And then there’s the idea of curbing exports of domestic oil and fuels. The concept is that if we stop sending our oil and gasoline overseas we should have enough at home. A terrible idea, writes Manav Gupta, analyst with Credit Suisse. Consider that the U.S. exports some 2 million barrels per day of gasoline, jet fuel and diesel, and another 2.5 million bpd of fuel oil, propane, propylene and other petrostuff. Banning these exports would break all sorts of contracts, and “it would likely lead to massive product shortages globally. This would have a bigger impact on the global supply of products than the Russian invasion of Ukraine.” If the U.S. cut off exports to Canada, Mexico, Brazil, Korea, perhaps they would cut their trade with the U.S., which “would be viewed as an unreliable supplier.” America’s oil export ban was ended in 2015 by an act of Congress, with Obama’s signature. Biden doesn’t have the votes to push it today.

Congressional progressives have already introduced bills that would impose on oil companies a windfall tax on their profits from high oil prices. Reasonable people see that as an affront to an industry that saw the price of their commodity fall to zero just two years ago. Confiscating upside would be a surefire disincentive to America’s frackers to go drill more, which is what we need at a time when inventories are at five-year lows, the tightening of Russian exports has only just begun, and the Strategic Petroleum Reserve is being drained at a rate of 1 million bpd. (Besides, if you really want to see windfall profit margins, go look at Apple and Microsoft.)

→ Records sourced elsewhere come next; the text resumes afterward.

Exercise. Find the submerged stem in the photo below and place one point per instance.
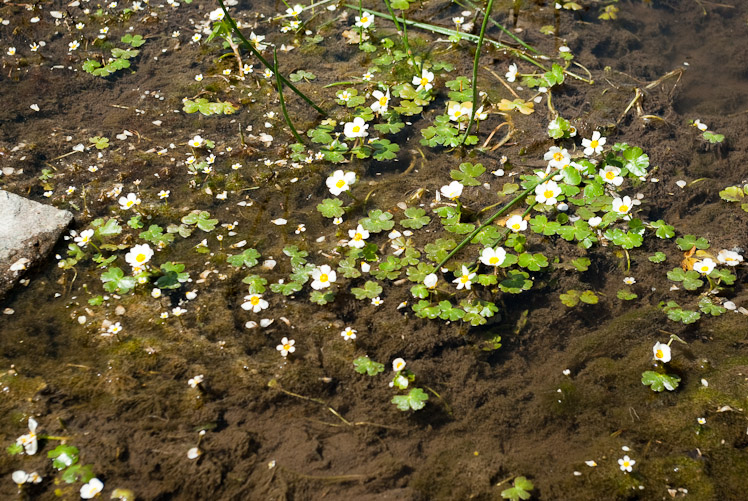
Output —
(264, 61)
(492, 218)
(475, 71)
(282, 101)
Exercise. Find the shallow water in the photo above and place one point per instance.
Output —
(310, 427)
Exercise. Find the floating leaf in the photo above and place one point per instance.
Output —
(659, 382)
(415, 399)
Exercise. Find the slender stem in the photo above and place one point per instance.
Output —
(471, 5)
(403, 30)
(475, 71)
(492, 218)
(279, 83)
(466, 36)
(264, 61)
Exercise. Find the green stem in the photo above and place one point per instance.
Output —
(471, 5)
(475, 71)
(279, 83)
(264, 61)
(403, 31)
(492, 218)
(467, 36)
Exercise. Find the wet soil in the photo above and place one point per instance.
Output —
(310, 427)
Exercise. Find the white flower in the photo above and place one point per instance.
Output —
(611, 174)
(661, 352)
(457, 111)
(516, 223)
(355, 129)
(465, 280)
(256, 41)
(197, 141)
(196, 381)
(295, 10)
(424, 82)
(340, 181)
(705, 266)
(129, 201)
(626, 463)
(622, 206)
(594, 145)
(547, 193)
(255, 303)
(358, 237)
(286, 346)
(430, 280)
(398, 364)
(85, 237)
(730, 258)
(558, 158)
(92, 488)
(365, 20)
(493, 257)
(452, 191)
(382, 101)
(322, 277)
(29, 441)
(139, 255)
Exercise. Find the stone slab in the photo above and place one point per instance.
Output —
(28, 232)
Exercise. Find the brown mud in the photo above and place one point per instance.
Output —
(312, 428)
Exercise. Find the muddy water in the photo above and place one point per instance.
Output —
(271, 432)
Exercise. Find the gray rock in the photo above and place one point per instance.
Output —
(28, 231)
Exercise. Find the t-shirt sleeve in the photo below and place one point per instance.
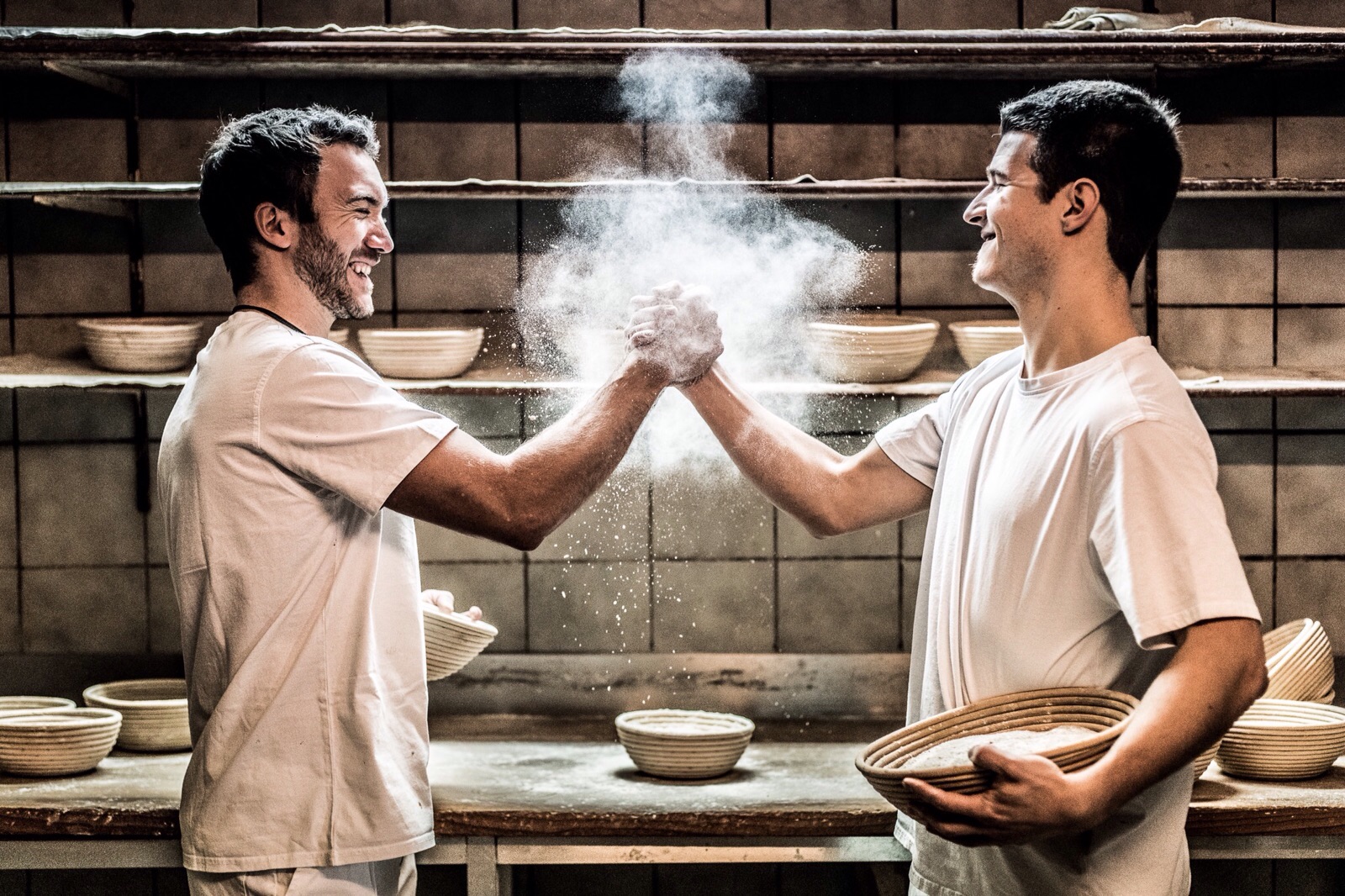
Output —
(915, 441)
(1160, 532)
(334, 423)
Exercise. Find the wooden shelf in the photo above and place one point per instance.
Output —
(428, 51)
(804, 187)
(30, 372)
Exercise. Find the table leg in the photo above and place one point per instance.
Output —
(484, 875)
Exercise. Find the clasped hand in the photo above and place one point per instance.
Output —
(676, 331)
(1031, 798)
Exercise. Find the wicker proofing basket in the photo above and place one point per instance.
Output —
(1102, 710)
(1298, 662)
(154, 712)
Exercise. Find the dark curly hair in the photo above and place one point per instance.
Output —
(269, 156)
(1121, 139)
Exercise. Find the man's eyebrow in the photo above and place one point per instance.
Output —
(365, 199)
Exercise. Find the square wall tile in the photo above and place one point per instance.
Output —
(451, 129)
(946, 151)
(76, 414)
(957, 13)
(578, 13)
(578, 150)
(58, 150)
(1215, 338)
(457, 13)
(614, 524)
(1224, 878)
(1311, 414)
(165, 618)
(1311, 479)
(11, 631)
(741, 148)
(1311, 13)
(1246, 486)
(193, 13)
(715, 607)
(1239, 148)
(910, 598)
(834, 151)
(456, 255)
(1311, 252)
(65, 13)
(314, 13)
(1311, 147)
(85, 611)
(71, 261)
(710, 513)
(938, 249)
(705, 13)
(78, 506)
(499, 589)
(831, 13)
(914, 535)
(840, 606)
(1311, 338)
(182, 268)
(588, 607)
(1217, 252)
(1313, 588)
(1235, 414)
(494, 420)
(1261, 580)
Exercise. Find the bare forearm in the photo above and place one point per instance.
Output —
(1210, 683)
(562, 467)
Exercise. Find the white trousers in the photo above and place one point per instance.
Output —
(387, 878)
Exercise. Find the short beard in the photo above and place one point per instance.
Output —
(322, 266)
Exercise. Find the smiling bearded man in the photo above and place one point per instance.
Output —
(289, 474)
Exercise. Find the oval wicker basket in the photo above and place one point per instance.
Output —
(1300, 662)
(1102, 710)
(154, 712)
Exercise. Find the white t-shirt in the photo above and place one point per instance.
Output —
(1073, 525)
(300, 604)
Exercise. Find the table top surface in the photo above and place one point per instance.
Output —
(538, 788)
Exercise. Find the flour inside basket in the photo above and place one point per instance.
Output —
(1019, 743)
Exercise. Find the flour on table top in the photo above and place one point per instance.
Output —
(1017, 743)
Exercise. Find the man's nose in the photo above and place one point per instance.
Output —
(380, 239)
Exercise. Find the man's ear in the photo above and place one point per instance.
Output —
(276, 226)
(1083, 202)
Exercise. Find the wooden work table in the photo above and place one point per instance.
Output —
(576, 788)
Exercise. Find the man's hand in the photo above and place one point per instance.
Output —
(443, 602)
(676, 331)
(1031, 798)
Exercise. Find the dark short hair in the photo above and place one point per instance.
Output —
(269, 156)
(1121, 139)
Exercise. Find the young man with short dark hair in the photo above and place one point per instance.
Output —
(1075, 535)
(289, 474)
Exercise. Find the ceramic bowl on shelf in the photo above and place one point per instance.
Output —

Remember the surest fix for high prices is high prices. Indeed a quick look at the oil futures markets would lead you to believe high gasoline prices are just transitory. The West Texas Intermediate oil future is $91.70 a barrel a year from now, and below $70 in 2027. This implies faith by the market that some combination of peace in Ukraine, economic recession and supply growth will emerge to tamp down oil prices significantly. Soon enough, the best strategy for Biden could just be to do nothing and hope for the best.

Presidential inaction would be preferred by oilmen like Bud Brigham, chairman of publicly traded Brigham Minerals, which drills in the Permian basin. He laments that Biden’s moves, specifically releasing oil from the Strategic Petroleum Reserve, is “damaging to markets and to national security” because it interferes with price signals and “proportionally reduces the needed supply response — including by reducing the cash flows available for our industry to reinvest.” Says Brigham: “A hostile political narrative neuters capital investment.”